The SPS conventions held until 2006, when Milošević was formally still the President of the Serbian socialists and performed his duties even from the Scheveningen prison, are the best indicators of the party’s internal split. "Slobo" was the top candidate on the list during the snap elections of 2003: the leader of the party at the time, in embracing his voters’ desire, he had come to the conclusion that it was possible to exceed the election threshold only with the help of Milošević’s followers. At the end of 2005, during the party convention, when the 15th year of the SPS was celebrated, any reference to Milošević would lead to an immediate ovation from the audience.

Only after his death in 2006, did Ivica Dačić start to seriously take control of the party. Right then is when the present Socialist party of Serbia takes shape: pragmatic and with no particular ideology, ready to collaborate with everyone, not weighed down by the past, unless this turns out to come in handy one day. Oriented towards Europe with a glance to Russia, it is a party that, like the G17 plus, rarely mentions Kosovo. A populist party whose objective is the educated middle class, whose politicians are well-mannered and do not use the language of hatred and whose leader always has to look behind his back for possible attacks. A “social democratic” party, “oriented towards socialism”, as its members defined it with the declaration drawn up at the 6th SPS Convention in 2003. A party where everything (and nothing) has really changed.

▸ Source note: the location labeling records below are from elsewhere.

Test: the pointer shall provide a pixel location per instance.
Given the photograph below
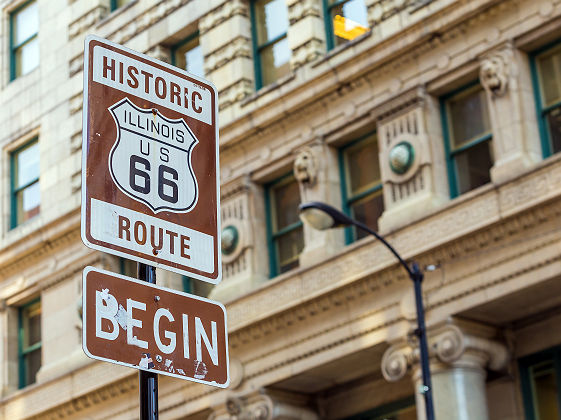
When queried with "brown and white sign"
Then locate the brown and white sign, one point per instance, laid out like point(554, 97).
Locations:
point(150, 178)
point(137, 324)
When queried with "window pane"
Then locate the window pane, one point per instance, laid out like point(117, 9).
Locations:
point(26, 23)
point(349, 21)
point(544, 389)
point(286, 198)
point(473, 166)
point(32, 366)
point(31, 324)
point(468, 117)
point(275, 61)
point(363, 166)
point(368, 210)
point(549, 67)
point(28, 203)
point(554, 126)
point(27, 165)
point(289, 246)
point(271, 19)
point(190, 57)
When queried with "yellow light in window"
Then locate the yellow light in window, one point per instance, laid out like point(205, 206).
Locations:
point(346, 28)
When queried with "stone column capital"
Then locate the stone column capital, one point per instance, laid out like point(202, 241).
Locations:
point(456, 343)
point(262, 405)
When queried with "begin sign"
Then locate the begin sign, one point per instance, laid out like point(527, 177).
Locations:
point(137, 324)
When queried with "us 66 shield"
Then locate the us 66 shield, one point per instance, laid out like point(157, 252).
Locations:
point(150, 176)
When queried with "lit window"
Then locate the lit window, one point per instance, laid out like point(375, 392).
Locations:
point(270, 43)
point(362, 184)
point(468, 139)
point(26, 195)
point(24, 24)
point(548, 67)
point(115, 4)
point(539, 377)
point(29, 343)
point(345, 20)
point(188, 56)
point(286, 239)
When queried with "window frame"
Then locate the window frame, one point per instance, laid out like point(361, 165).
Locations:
point(174, 48)
point(451, 165)
point(257, 48)
point(14, 48)
point(13, 190)
point(348, 200)
point(541, 112)
point(23, 352)
point(524, 365)
point(274, 269)
point(379, 413)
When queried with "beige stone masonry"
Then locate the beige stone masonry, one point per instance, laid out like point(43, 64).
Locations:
point(505, 75)
point(306, 32)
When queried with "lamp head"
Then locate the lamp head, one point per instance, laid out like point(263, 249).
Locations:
point(322, 216)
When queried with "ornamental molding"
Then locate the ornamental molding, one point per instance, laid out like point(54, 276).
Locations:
point(224, 12)
point(454, 344)
point(263, 405)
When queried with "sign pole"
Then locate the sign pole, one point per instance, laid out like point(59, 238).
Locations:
point(148, 381)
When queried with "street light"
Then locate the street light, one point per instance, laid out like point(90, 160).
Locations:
point(322, 216)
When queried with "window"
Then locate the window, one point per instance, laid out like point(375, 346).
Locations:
point(467, 139)
point(115, 4)
point(26, 196)
point(24, 42)
point(271, 51)
point(546, 68)
point(188, 55)
point(29, 342)
point(284, 228)
point(540, 375)
point(399, 410)
point(344, 20)
point(362, 184)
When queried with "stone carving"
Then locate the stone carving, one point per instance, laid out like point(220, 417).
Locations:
point(262, 406)
point(305, 167)
point(493, 72)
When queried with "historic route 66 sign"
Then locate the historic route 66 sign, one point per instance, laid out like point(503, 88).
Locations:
point(158, 153)
point(150, 179)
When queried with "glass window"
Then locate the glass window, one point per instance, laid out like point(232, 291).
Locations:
point(548, 66)
point(539, 376)
point(345, 20)
point(24, 30)
point(189, 56)
point(286, 238)
point(26, 195)
point(468, 139)
point(29, 343)
point(270, 44)
point(362, 186)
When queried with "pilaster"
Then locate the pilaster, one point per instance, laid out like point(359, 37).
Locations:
point(460, 352)
point(315, 168)
point(244, 265)
point(505, 75)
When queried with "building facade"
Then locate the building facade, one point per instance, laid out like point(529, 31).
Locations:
point(435, 122)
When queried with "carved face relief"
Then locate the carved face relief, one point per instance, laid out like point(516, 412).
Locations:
point(305, 170)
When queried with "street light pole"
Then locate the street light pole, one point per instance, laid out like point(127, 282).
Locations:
point(322, 216)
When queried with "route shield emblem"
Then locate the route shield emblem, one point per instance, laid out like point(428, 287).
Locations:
point(151, 158)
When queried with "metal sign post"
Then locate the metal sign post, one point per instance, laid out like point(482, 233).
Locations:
point(148, 381)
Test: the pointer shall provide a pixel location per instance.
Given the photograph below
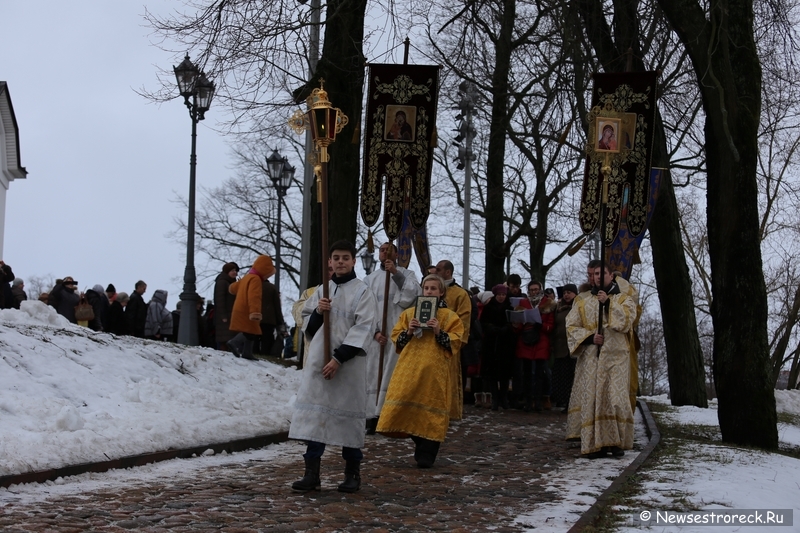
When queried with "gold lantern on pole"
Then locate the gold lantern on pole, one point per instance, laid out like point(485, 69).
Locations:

This is the Socialist Party of Serbia today. Gentle and refined, a member of the government’s coalition. To some (fewer and fewer) it still gives stomach cramps. Forgetting or accepting reality, we do not have any alternatives. Maybe, however, this is also part of a normal political process. Maybe the only thing left to the Serbian citizens to trust their politicians, to be able to believe they can change, is to convince themselves that times have changed and that Serbia has made such a huge step towards democracy that the 90s cannot come back. With or without the Socialist Party of Serbia.